6. Research of processes of neurodegeneration and inflammation.
   

We have conducted experiments to determine the influence of chronic sleep deprivation on cognitive indicators of experimental animals with a model of the family form of the Alzheimer’s disease (5хFAD mouse line) in two age groups (7–9 and 12 months) [8]. We modified methodologies for modeling chronic sleep deprivation, since mice of the 5хFAD line aged 7–-9 months and older cannot withstand 10 hours of sleep deprivation. We assessed training and reconsolidation of spatial memory in the «Morris water maze», evaluated the psycho-emotional status and general motor activity of animals after modeling chronic sleep deprivation in the «Open field» test, determined morphological changes after deprivation in animals with the family form of the Alzheimer’s disease in two age groups. We researched the general level of DNA methylation in the blood of experimental animals after chronic sleep deprivation is modeled

7. Mathematical modeling of inflammatory aging of the brain. Research of intercellular network signaling in astrocyte-neuron networks of the brain.
   

Using mathematical modeling methods, we have researched the concept of «inflammatory» aging in brain tissues. We reviewed the way the process of aging induces suppressing anti-inflammatory cells and, therefore, transition of various types of cells to the inflammatory phenotype (decreasing heterogeneity of cells and clonal expansions), which leads to the propagation of a senescent wave [9]. We developed a model of the propagation of inflammatory aging in the brain [10]. The model describes the relation between the sleep regime and the dynamics of the concentration of «metabolic trash» in the extracellular environment of the brain, intercellular interactions between healthy and aging glial cells. The research of the impact of the reviewed biophysical mechanisms on the rate of aging,, as well as dynamic modes of the development of the process of aging was conducted using numerical modeling methods. Our research demonstrated that sleep deprivation leads to an increase in the concentration of metabolic trash and, as  a consequence, to pathologically active work of microglia leading to the aging of cells. 
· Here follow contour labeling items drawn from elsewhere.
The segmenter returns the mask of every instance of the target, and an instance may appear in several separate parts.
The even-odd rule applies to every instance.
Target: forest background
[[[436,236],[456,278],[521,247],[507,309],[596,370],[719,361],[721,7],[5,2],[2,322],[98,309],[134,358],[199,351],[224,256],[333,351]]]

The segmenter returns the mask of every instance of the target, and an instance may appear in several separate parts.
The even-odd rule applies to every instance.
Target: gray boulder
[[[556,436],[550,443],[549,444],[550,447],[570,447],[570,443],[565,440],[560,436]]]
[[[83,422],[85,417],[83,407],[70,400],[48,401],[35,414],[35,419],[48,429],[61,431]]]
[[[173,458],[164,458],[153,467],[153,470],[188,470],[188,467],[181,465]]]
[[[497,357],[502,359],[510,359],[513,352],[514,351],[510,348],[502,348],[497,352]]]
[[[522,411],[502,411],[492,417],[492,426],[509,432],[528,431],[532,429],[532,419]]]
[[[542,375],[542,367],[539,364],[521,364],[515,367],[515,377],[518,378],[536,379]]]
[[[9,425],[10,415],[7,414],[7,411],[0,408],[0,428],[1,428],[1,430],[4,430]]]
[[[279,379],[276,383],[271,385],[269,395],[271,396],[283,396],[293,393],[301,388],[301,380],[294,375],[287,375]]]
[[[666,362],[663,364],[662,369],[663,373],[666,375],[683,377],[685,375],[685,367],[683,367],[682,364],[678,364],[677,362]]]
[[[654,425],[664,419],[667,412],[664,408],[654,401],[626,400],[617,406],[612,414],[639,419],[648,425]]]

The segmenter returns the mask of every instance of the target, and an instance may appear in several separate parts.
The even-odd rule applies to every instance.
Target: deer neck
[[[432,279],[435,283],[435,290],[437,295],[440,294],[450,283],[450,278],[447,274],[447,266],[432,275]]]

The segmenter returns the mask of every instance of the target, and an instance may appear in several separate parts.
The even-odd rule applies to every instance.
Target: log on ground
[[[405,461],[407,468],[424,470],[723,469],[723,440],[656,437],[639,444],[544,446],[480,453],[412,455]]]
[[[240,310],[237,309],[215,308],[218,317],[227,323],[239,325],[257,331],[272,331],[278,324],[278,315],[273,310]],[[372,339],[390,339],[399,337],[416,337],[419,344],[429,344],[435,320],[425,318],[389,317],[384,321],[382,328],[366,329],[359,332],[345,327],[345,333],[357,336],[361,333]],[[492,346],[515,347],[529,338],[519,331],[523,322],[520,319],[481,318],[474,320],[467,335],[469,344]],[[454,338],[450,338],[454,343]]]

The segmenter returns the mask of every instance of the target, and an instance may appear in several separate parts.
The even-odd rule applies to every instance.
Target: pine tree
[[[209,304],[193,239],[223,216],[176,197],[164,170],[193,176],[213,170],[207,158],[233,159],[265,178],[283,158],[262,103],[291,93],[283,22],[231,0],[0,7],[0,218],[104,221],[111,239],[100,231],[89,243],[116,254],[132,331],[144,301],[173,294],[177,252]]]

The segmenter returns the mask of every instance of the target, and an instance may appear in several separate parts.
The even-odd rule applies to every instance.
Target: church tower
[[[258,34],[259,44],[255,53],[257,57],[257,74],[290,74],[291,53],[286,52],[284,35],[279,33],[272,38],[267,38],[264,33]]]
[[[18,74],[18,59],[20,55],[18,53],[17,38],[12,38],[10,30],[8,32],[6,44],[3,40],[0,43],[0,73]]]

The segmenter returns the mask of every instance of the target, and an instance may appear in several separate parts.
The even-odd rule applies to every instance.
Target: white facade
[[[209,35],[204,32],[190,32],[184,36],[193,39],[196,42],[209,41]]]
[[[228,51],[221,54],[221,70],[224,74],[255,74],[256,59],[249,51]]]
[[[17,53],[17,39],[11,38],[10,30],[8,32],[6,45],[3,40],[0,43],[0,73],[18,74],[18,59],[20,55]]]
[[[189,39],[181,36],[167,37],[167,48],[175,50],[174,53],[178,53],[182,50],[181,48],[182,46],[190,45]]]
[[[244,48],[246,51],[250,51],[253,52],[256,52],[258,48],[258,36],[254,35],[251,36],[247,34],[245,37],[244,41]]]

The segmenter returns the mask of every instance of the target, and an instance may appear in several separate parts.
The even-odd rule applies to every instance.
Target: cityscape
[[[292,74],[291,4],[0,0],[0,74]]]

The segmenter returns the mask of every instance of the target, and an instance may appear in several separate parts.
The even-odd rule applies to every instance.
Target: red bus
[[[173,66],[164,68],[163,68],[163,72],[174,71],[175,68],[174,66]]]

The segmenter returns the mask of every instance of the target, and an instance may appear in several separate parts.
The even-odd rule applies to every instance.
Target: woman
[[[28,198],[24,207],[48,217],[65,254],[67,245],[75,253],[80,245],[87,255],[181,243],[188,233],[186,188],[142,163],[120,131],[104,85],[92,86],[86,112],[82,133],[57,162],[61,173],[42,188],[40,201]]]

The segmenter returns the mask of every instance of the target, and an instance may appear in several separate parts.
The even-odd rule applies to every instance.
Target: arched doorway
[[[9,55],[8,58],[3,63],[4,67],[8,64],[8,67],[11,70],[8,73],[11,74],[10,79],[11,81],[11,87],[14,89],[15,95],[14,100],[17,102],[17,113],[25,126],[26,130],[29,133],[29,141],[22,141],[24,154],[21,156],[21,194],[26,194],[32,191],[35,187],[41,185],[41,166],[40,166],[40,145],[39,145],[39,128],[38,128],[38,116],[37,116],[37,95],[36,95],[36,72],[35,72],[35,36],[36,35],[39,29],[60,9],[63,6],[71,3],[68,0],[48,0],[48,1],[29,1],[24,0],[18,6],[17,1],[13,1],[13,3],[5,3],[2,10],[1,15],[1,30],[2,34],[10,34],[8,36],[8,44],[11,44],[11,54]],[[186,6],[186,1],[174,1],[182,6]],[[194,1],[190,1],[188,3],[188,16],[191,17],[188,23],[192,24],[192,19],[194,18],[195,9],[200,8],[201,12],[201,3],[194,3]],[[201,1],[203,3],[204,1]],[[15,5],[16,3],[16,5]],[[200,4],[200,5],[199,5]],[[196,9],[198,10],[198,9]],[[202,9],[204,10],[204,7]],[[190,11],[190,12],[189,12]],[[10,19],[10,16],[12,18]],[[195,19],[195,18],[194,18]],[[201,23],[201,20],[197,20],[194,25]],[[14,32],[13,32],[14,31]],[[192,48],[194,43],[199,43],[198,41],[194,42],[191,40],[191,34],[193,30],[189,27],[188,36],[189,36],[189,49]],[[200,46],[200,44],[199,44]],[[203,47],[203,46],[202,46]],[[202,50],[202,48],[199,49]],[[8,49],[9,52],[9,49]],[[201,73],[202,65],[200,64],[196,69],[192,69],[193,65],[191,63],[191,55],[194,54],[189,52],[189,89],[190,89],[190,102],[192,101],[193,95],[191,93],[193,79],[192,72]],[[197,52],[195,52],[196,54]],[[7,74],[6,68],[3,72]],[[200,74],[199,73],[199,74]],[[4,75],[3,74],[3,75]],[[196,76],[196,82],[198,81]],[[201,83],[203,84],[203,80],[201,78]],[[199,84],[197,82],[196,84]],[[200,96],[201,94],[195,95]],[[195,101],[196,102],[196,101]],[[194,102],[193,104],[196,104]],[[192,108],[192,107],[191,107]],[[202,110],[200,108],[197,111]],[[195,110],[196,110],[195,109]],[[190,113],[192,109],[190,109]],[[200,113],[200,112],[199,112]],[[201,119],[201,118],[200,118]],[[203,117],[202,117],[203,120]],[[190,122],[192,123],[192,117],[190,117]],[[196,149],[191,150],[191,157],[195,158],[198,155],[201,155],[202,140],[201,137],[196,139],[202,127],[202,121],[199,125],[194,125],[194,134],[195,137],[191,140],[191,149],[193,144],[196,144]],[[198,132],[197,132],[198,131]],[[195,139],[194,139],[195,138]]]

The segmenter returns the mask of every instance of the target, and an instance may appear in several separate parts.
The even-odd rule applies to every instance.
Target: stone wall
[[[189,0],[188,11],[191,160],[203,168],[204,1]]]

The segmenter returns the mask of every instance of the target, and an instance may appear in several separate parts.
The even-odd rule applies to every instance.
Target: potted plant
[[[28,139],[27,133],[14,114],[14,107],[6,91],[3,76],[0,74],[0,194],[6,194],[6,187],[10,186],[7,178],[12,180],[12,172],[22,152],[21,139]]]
1. Residency program: 31.08.49 «Therapy», authors: Maria V. Vedunova, Nadezhda A. Lobanova,  implemented at Nizhniy Novgorod State University, 2021.
   
2. Residency program: 31.08.09 «Radiology», authors: Maria V. Vedunova, Nadezhda A. Lobanova, implemented at Nizhniy Novgorod State University, 2021.
   

1. International conference in neurosciences «Volga Neuroscience Meeting 2018l. As part of the conference we conducted the symposium «System biology and age-related diseases.
   
2. 72^nd All-Russian school-conference with international participation for young researchers «Biosystems: organization, behavior, control», 2020, devoted to the topic of the project.
   
3. 73^rd All-Russian school-conference with international participation for young researchers «Biosystems: organization, behavior, control», 2021.
   
4. International conference «Volga neuroscience meeting 2021». As part of the conference we conducted the workshop on the topic of the project «Molecular mechanisms of aging».